ANALYSIS: Is the ICC dead?

Why should Russia, Georgia or Israel cooperate with the ICC if countries who have joined the ICC have obstructed its investigations or pulled out?

October 26, 2016 02:43
2 minute read.
Omran Daqneesh

Young Omran Daqneesh, bloodied and dazed, was pulled from the rubble in Aleppo.. (photo credit: screenshot)

South Africa and Burundi are in the process of becoming the first countries to pull out of the International Criminal Court.

Is this a deathblow to the ICC? Obviously, the ICC is not going to disappear, but is this the beginning of a gradual process whereby it will be permanently relegated to the status of a first, well-intended global attempt at international criminal justice that just fell short?

On the one hand, last year the ICC moved into a new, state-of-the-art complex, which seemed to signify that after 14 years in business, enough of its founding states both approved of its work and were ready to invest in its future.

The ICC has also had some major victories of late in terms of convictions, and in the Mahdi Mali case the ICC made the first-ever conviction for war crimes in the destruction of historically significant buildings.

Moreover, ICC Prosecutor Fatou Bensouda has expanded preliminary examinations from the ICC’s more typical Africa cases into the higher profile Russia-Georgia and Israeli-Palestinian conflicts.

The ICC Prosecutor’s Office even pulled off a coup with a recent visit to both Israel and the West Bank – something that few international organizations have succeeded at.

Alex Whiting, one of the top commentator’s on the ICC, has pointed out that even if more African countries might leave, several have already committed to staying the course, meaning that an African or general exodus is unlikely, despite recurring accusations that the ICC is too focused on Africa.

That is the “glass is half-full” version, which focuses more on the ICC’s survival.

But the real question has always been whether the ICC could transcend the failure of the International Court of Justice, which basically only makes an impact when powerful countries don’t care that much about the issue.

That has been in doubt from the start, as certain countries, including the US, Russia and rogue countries, like Sudan, which the ICC would most likely go after, never joined the other 124 member countries.

But South Africa’s decision to leave, which was made after the ICC rebuked the government for allowing Sudanese President Omar al-Bashir to visit without arresting him, is a major blow.

As an ICC member, South Africa had an obligation to arrest Bashir, who has been accused of genocide.

The fact that it not only refused to arrest him, but reacted both to the ICC and its own supreme courts rebukes by pulling out suggests that countries will not cooperate with the ICC if it in any way compromises their own interests.

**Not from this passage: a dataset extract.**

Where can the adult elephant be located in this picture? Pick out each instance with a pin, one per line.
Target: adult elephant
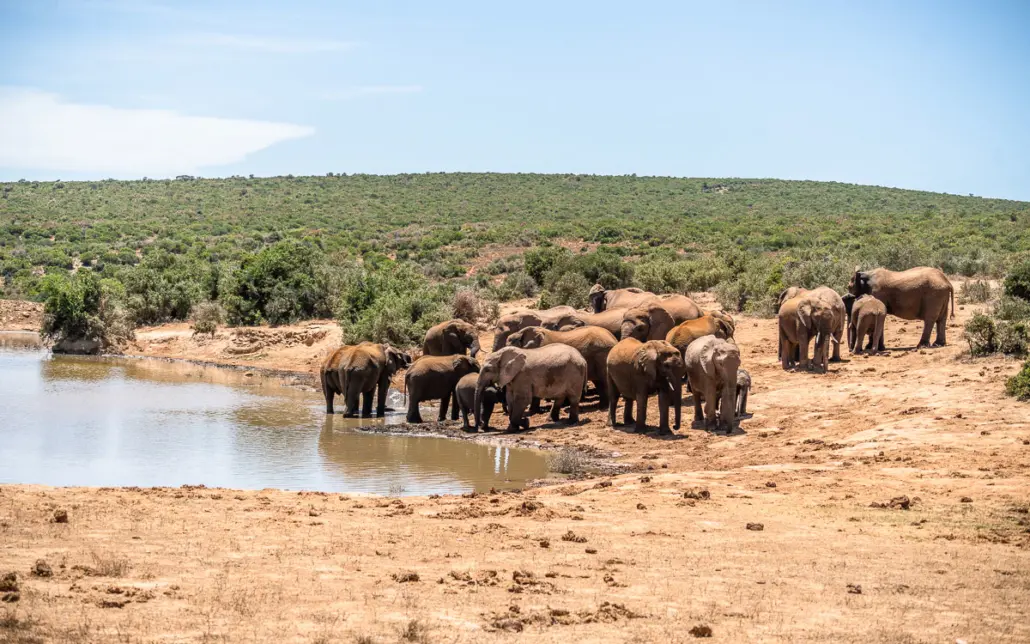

This follows what most acknowledge as Kenya’s obstruction of the ICC case dealing with war crimes committed during its own civil war, which it initially supported.

Later, when the ICC chose to focus on its two top leaders, however, the country had buyer’s remorse.

Why should Russia, Georgia or Israel cooperate with the ICC if countries who have joined the ICC have obstructed its investigations or pulled out? Why should any country cooperate, beyond where the ICC furthers that country’s interests?

The ICC could still be considered a success in that it is the first permanent, global criminal court, eliminating the need for ad-hoc temporary courts such as those in Rwanda and the former Yugoslavia.

But short of a major victory down the line, in a country that heavily dislikes the outcome, it appears that the ICC’s teeth have been blunted, if it ever had teeth.